Or so it seemed.
Bear with me now. I'm hearkening back to the increasingly turbulent mid-1960s. I'm still a teenager, and Ali — who had just changed his name from Cassius Clay —was becoming something none of us had ever seen before. Especially in boxing.
I was never a fan of boxing. Watching two men pummel each other is not my idea of fun. The Sweet Science? Really? Boxing is not something I wanted to do in my free time after school, like play stickball or toss a football around. I wasn't into throwing right hooks at the heads of my friends.
And yet, when ABC's The Wide World of Sports aired a boxing match with Ali, I didn't want to miss it.
Part of that was because of the relationship between Ali and Cosell, which at first glance almost always appeared confrontational. I'm not so sure it wasn't intentional, and well thought out — if not actually choreographed — in advance.
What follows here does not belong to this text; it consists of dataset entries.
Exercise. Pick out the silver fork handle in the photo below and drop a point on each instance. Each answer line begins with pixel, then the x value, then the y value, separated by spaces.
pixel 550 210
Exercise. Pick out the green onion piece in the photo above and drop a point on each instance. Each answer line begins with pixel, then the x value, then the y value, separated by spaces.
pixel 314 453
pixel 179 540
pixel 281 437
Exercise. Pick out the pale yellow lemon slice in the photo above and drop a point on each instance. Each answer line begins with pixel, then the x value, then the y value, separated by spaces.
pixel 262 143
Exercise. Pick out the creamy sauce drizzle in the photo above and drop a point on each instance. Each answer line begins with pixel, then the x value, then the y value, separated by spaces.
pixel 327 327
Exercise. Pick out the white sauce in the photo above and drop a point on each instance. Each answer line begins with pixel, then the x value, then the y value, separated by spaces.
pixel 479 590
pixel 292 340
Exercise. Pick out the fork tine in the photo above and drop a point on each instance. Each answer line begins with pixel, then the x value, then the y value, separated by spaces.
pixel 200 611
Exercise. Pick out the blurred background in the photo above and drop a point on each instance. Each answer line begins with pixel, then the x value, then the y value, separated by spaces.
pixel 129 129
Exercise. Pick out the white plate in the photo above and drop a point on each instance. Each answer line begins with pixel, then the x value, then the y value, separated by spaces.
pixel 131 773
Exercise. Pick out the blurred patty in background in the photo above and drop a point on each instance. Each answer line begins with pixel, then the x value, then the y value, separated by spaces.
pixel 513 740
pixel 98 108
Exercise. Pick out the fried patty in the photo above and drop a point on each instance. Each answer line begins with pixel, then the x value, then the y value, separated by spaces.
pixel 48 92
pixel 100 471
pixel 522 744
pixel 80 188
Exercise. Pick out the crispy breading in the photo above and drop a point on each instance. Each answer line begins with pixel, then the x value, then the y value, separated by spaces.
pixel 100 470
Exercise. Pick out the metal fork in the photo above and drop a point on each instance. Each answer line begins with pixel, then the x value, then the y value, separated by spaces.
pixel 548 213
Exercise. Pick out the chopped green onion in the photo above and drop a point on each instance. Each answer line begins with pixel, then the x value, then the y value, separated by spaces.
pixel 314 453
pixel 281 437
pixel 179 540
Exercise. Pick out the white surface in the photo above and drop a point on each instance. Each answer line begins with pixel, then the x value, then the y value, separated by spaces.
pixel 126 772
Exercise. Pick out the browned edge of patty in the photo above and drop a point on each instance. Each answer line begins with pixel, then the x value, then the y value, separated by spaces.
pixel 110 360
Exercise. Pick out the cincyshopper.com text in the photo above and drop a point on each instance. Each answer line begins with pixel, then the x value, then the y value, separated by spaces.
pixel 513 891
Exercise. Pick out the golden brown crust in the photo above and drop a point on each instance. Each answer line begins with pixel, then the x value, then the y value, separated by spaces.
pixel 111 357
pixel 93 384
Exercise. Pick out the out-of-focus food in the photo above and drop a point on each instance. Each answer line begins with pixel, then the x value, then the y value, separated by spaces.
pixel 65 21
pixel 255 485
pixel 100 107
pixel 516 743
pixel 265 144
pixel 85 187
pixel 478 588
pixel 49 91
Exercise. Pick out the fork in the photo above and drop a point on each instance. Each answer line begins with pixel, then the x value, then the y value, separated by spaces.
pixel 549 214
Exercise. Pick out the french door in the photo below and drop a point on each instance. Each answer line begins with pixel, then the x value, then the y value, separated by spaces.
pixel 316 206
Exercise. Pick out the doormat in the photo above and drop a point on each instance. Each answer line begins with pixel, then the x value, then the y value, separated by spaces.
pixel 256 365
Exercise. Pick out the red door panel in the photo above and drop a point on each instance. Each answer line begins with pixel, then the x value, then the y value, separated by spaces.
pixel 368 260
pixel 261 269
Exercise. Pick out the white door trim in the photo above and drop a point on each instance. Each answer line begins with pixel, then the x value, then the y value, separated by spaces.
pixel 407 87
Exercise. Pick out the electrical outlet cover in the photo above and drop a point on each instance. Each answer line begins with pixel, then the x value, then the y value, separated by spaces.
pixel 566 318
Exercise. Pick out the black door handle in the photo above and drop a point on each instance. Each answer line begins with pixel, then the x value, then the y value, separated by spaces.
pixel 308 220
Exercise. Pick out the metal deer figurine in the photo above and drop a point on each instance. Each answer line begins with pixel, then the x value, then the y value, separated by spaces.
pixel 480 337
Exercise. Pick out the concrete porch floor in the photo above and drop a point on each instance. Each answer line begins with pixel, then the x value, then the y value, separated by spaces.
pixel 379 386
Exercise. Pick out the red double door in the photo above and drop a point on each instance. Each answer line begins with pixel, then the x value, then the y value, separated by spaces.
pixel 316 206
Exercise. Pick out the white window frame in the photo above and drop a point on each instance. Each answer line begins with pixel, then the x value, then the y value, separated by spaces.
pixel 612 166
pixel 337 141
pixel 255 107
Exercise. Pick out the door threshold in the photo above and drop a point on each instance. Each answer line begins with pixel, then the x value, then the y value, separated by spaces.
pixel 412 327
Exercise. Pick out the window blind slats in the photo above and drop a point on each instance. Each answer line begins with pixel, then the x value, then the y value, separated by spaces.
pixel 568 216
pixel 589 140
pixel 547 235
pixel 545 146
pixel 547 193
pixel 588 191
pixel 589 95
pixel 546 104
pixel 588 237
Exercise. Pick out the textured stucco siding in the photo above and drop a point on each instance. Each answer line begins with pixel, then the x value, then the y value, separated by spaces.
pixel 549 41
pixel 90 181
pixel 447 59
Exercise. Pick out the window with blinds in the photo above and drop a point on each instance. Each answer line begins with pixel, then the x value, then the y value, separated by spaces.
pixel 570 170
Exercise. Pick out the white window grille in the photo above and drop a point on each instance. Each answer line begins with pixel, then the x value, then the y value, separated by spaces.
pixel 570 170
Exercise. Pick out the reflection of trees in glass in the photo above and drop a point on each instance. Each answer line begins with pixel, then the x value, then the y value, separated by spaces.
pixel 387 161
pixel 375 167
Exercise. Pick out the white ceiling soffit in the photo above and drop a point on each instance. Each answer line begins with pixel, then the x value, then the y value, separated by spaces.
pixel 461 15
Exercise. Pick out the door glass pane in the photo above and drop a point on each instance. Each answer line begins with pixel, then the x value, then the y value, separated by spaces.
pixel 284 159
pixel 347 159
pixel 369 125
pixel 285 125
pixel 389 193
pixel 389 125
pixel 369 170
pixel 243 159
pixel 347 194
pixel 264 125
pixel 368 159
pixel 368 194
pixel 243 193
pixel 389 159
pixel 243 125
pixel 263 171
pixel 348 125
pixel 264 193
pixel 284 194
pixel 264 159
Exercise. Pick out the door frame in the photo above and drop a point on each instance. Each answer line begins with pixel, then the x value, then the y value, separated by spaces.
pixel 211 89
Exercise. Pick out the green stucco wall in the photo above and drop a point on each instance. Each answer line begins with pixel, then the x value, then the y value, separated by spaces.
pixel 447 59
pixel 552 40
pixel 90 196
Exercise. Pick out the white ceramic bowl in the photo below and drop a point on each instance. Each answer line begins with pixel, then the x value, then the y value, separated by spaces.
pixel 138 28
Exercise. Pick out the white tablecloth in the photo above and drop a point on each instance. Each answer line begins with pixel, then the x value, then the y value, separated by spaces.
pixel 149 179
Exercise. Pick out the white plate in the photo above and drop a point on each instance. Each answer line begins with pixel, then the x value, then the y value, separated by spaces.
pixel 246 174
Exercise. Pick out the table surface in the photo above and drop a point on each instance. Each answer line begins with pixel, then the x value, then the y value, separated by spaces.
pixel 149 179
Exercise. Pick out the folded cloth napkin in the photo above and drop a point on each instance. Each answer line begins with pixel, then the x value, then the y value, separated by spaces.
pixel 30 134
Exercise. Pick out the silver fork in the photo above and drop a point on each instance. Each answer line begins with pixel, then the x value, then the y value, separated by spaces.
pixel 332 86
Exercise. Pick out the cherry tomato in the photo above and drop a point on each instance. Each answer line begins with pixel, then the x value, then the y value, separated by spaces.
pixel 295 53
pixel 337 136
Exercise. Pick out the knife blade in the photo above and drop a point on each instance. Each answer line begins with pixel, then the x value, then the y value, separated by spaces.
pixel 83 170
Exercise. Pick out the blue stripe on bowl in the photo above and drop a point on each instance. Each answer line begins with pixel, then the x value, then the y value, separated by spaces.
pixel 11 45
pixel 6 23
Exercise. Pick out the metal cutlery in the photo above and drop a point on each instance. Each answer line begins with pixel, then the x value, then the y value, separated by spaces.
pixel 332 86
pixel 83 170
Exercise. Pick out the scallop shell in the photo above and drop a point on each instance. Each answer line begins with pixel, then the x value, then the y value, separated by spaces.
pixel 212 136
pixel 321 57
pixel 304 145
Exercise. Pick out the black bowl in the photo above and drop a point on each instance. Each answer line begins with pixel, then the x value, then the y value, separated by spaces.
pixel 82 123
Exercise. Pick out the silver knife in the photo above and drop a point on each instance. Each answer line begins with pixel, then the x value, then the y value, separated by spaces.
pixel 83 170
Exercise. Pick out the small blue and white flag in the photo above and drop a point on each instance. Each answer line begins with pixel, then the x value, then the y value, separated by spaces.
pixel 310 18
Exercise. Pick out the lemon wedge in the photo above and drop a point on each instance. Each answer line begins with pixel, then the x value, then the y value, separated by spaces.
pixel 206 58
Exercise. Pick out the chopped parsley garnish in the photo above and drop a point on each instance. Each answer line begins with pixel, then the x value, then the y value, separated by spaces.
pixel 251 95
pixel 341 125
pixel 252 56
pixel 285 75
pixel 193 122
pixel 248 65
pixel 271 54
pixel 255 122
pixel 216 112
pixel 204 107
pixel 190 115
What really caught my attention came in 1967. I was 16 years old and the war in Vietnam was getting closer and closer to my doorstep. It seemed like a war that would never go away, and I was getting old enough to fight in it.
Then Ali, at the height of his prowess as an undefeated heavyweight champion, refused induction after being drafted into the U.S. Army, citing conscientious objector status based on the foundation of his Muslim beliefs.
This was different. An athlete making a stand. A serious stand. He was convicted of draft evasion, and while he never served jail time as his conviction was being appealed, he was stripped of his title and had his boxing license revoked.
We'll show him. How dare he.
Only he showed us. I kind of admired his stance, wondering what I was going to do if I was ever drafted. These days, I wonder if Ali didn't actually give impetus to the antiwar movement that was rising in the country. Civil rights legislation had just been passed. Kent State was still three years away. Crazy times, and Ali was the lightning rod in the thick of it.
Five years later, his conviction was reversed by unanimous Supreme Court decision (is that even possible now?) and Ali's social currency seemed to increase in value. He returned to boxing and gave us the Rumble in the Jungle and the Thrilla in Manilla.
Then came retirement. Then came Parkinson's. Then came inconic status.
He was many things to many people, mostly as an inspiration, but also as a focal point. I had other sports heroes: Mickey Mantle, Joe Namath and Bart Starr come to mind. But Ali was different, and somehow deeper.
And I think we're all the better for who he was and the times in which he lived.